19:22:52.138 -> Info: >>>Confirmation[44] received for message tracking id = 44 with result = IOTHUB_CLIENT_CONFIRMATION_BECAUSE_DESTROY

19:22:52.138 -> Info: Initializing SNTP1

19:22:52.138 -> Info: Calling SNTP_Deinit

19:22:52.138 -> Info: In SNTP_Deinit call

19:22:52.138 -> Info: Out SNTP_Deinit call

19:22:52.138 -> Info: Finished SNTP_Deinit

19:22:53.137 -> Info: SNTP initialization complete

19:22:53.137 -> Info: IoT Hub SDK for C, version 1.1.23

19:22:56.461 -> Info: >>>Connection status: connected

19:22:56.461 -> Info: >>>IoTHubClient_LL_SendEventAsync accepted message for transmission to IoT Hub.

19:22:56.974 -> Info: >>>Confirmation[0] received for message tracking id = 45 with result = IOTHUB_CLIENT_CONFIRMATION_OK

19:22:56.974 -> Send Confirmation Callback finished.
19:24:05.493 -> {"deviceId":"Esp32Device", "messageId":47, "Temperature":22.30, "Humidity":71.60, "rssi":-72, "cycle":1}
19:24:05.527 -> Info: >>>IoTHubClient_LL_SendEventAsync accepted message for transmission to IoT Hub.

19:24:05.527 -> {"desired":{"$version":1},"reported":{"$version":1}}
19:24:05.836 -> Info: >>>Confirmation[1] received for message tracking id = 0 with result = IOTHUB_CLIENT_CONFIRMATION_OK

19:24:05.836 -> Send Confirmation Callback finished.
19:25:22.846 -> {"deviceId":"Esp32Device", "messageId":48, "Temperature":22.30, "Humidity":71.40, "rssi":-73, "cycle":1}
salvq commented 4 years ago

I found why I am getting timeouts every 48min, it is because of SAS token expiration.
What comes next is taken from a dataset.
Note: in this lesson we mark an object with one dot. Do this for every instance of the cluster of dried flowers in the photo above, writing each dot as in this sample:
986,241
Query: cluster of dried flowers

This is specified in iothubtransport_mqtt_common.c as

#define SAS_TOKEN_DEFAULT_LIFETIME          3600
#define SAS_REFRESH_MULTIPLIER              .8

I just change it now to bigger value to avoid so frequent reconnects (this is due to security as far as i can see). Testing now, this is not an issue rather feature...

salvq commented 4 years ago

The best way how to keep having all the data publish is to open connection, send message & close connection. This was I was able to stream data for one day without loosing any...

For closing connection I have used function after sending and then connect again: Esp32MQTTClient_Close();

Closing an issue as it was fixed by @beegee-tokyo

beegee-tokyo commented 4 years ago

@anthrene @lirenhe @salvq I would not close it until someone here has merged the fix.

salvq commented 4 years ago

Right I see, reopening....

snympi commented 3 years ago

Has this change been merged into the current repo?